第17話

「とにかく、黒ならさっさと解決しちゃいましょう。お兄さんたちごめんなさいね、あとで助けに来るから」


「もがー!」


 おそらく待て的な事を言っているのだろけれど、その思いも言葉も通じることは無くルルイエ達はダムへと駆け出したのだった。


「それで、作戦はあるんですか?」


「交渉は私がする。ナコトさんはいざと言う時の為にどうとでも動けるようにしておいてください。クリスは……邪魔にならないようにしといて」


「はぁ、それで誰に話聞きます? 見たところ10人くらいいますけど」


 ダムを見上げれば壁面では鳥人種が羽ばたきながら壁に何かを張り付けているように見えた。

 おそらくは粘着性のある爆弾だろう。


「そうねぇ……ここから歩いてあそこまで行くのは面倒ね。二人とも少し離れてちょうだい」


 ルルイエがそう言いながら数歩後ろに下がり、羽織っていたスーツのジャケットを脱ぎ捨てた。

 そして自らを抱きしめるように両肩に手を当てるとブラウスがブチッと言う音を立てはじめる。

 背中が徐々に盛り上がり、完全に布地が破れる頃には6対12枚の純白の羽が生えていた。

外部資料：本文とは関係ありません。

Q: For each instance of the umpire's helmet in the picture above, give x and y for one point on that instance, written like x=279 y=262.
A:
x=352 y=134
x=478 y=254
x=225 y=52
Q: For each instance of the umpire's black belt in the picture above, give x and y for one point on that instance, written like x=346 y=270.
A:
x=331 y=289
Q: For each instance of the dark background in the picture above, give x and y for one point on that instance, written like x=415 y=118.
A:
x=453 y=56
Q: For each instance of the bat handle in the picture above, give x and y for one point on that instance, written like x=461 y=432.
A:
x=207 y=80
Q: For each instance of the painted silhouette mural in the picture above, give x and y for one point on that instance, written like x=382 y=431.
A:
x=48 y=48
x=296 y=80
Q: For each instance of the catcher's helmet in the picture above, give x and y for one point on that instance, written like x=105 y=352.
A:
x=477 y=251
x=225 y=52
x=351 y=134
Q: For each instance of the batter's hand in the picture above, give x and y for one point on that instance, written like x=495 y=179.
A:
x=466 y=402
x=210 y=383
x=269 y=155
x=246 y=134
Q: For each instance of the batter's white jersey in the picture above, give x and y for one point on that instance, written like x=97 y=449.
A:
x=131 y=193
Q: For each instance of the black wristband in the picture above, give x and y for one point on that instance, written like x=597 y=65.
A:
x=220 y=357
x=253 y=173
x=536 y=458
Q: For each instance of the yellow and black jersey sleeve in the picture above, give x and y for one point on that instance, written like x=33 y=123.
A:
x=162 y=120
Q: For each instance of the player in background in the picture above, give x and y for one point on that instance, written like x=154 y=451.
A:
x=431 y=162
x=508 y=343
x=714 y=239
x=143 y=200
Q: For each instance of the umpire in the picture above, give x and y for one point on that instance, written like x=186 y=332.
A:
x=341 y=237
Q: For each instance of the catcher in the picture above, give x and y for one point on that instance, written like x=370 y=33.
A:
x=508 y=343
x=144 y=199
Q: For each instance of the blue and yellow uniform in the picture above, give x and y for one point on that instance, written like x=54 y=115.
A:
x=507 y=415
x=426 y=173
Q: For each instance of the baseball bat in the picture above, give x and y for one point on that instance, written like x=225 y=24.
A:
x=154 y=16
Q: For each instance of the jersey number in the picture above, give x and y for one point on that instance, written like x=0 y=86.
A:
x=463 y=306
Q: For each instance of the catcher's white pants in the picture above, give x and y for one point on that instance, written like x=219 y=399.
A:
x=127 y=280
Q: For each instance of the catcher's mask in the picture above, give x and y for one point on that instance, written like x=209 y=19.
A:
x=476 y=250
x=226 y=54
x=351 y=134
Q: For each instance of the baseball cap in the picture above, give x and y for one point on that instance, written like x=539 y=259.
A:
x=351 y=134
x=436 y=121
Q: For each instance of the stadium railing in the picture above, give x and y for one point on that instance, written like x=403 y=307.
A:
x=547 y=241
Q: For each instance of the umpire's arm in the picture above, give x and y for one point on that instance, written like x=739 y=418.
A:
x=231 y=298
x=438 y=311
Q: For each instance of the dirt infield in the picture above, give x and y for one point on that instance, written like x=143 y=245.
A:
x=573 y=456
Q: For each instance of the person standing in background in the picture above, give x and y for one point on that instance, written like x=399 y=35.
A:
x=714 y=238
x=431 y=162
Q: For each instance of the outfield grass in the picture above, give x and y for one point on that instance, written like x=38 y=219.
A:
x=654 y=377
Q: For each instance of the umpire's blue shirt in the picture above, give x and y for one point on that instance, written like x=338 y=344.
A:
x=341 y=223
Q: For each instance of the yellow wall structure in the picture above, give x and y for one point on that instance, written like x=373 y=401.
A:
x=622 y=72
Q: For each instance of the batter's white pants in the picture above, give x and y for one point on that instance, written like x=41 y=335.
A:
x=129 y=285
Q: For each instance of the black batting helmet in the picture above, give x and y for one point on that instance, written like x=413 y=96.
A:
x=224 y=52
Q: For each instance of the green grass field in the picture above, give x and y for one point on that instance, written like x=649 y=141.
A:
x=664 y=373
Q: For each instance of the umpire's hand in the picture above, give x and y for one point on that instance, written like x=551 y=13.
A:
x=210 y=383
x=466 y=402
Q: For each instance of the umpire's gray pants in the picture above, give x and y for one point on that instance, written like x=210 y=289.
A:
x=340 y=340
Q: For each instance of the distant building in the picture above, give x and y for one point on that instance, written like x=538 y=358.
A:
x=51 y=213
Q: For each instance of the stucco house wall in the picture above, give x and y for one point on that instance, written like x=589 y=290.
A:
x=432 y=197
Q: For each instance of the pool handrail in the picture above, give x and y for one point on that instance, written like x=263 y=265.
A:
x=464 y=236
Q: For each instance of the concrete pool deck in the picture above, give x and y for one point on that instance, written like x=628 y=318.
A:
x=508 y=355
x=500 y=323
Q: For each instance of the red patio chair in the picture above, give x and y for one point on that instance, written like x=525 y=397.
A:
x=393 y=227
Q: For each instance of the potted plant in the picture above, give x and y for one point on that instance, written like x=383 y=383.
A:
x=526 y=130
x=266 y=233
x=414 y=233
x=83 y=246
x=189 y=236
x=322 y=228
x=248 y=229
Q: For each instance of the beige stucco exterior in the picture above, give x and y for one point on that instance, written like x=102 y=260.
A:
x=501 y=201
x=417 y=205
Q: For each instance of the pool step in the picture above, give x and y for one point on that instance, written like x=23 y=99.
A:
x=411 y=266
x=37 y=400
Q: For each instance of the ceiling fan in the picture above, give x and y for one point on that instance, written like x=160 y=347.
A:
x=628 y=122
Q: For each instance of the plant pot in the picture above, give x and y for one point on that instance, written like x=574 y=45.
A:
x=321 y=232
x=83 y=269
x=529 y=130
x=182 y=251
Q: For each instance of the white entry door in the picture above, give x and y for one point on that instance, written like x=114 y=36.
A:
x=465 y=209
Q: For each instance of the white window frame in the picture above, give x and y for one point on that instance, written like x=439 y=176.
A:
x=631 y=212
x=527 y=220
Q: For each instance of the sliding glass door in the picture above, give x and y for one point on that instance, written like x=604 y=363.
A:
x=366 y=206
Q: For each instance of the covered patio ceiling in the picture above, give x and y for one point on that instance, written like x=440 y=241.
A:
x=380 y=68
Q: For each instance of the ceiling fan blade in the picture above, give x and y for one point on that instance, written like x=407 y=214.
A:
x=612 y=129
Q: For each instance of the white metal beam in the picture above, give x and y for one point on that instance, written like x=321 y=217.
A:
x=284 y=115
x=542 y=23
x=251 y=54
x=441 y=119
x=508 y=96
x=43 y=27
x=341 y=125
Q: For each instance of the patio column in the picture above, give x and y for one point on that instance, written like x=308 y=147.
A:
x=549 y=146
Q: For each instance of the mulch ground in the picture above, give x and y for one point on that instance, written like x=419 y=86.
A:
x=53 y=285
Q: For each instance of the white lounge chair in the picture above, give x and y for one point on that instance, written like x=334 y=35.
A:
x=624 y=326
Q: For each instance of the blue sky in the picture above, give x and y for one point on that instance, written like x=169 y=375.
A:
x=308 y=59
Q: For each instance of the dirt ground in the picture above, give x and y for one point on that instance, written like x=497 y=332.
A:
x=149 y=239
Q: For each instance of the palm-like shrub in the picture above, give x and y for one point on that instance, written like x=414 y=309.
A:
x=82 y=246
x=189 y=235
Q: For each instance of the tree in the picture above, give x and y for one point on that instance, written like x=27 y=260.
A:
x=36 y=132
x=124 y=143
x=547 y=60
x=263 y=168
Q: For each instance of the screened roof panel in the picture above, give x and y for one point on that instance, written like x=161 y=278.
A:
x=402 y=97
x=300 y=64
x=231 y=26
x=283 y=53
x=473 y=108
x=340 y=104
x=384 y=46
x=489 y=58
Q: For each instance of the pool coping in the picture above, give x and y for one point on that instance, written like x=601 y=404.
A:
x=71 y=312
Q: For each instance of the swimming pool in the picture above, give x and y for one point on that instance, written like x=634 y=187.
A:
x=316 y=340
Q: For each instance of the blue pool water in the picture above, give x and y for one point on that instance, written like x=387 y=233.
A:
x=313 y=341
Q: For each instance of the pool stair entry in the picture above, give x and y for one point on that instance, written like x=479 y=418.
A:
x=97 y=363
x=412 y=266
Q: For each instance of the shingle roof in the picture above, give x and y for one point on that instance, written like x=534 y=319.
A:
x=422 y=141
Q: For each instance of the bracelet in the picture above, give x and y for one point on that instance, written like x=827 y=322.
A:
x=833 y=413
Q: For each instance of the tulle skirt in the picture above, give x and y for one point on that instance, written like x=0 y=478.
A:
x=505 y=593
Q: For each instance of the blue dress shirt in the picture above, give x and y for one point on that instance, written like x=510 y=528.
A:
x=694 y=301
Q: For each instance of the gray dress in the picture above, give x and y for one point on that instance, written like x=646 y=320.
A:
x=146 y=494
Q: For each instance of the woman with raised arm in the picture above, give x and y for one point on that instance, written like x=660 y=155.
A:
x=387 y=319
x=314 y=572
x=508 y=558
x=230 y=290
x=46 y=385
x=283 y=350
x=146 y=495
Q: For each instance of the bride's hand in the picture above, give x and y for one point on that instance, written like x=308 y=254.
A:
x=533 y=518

「はえー……ルルイエさんって天使だったんですか。カオスにはいないと思ってました」


「堕ちてるけどね、それより飛ぶわよ。クリス、ナコトさん、掴まって」


 クリスの関心も他所に二人に両手を差し出したルルイエに掴まった二人はそのまま大空へと飛び立つ。


「クリス、壁に掴まることってできる?」


「やってできないことは無いですけど……」


「じゃあやって、いざとなったらナコトさんも」


「はいはーい、手荒でもいいかな?」


「修繕費の請求書が周ってこなければ」


「んー難しい注文だけどやってみるよ」


 二人の言葉を聞き終えたルルイエは壁際によって作業中の鳥人に声をかけた。

 さりげなくナコトを壁際にして盾代わりにしているがナコトを含めて誰も気づいていない。


「お兄さんお仕事中ですか?」


「あぁそうだよ、このバカでかいダムの点検さ」


「へぇ、じゃあその張り付けているのは?」


「粘土だよ、これをはがして亀裂が入ってないかを調べるんだ」


「なるほどぉ、私はてっきり爆弾かと思ったすよ。なにせ、信管ついてますからね」


 そう告げると同時に周囲で作業をしていた鳥人たちの首元に氷の矢が突き付けられた。

 無詠唱、魔法の気配を悟らせない技術、生成速度、精度、どれを取っても超一流の物である。


「種は割れてんだよ間抜け。あんたらがここを爆破するという情報も、縛られていたイエローサイン株式会社の社員たちも、全部な」


 冷たく言い放つルルイエにこっそりとクリスは「探偵っぽい! 犯人はお前だって言ってほしい!」と一人盛り上がっていたがこれも周囲に悟られていない。

 というよりは周囲にいる者達はそれどころではないのだ。


「下手な動きを見せれば、わかるよね」


「くっ……」


「西部劇みたいに早打ち勝負でもしてみる?」


「……わかったよ、降参だ」


 ルルイエ達の前にいた鳥人は両手をあげて無抵抗のポーズをとって見せる。

 他の鳥人たちも同様に両手をあげてダムから離れた。

 それを追従する氷の矢、ここで逃がすつもりは毛頭ないという意思表示だったが……。


「俺達はな」


 先程まで会話していた鳥人がそう呟くと同時に壁に貼り付けられた粘土、おそらくはプラスチック爆弾の一種であろうそれが同時に爆発した。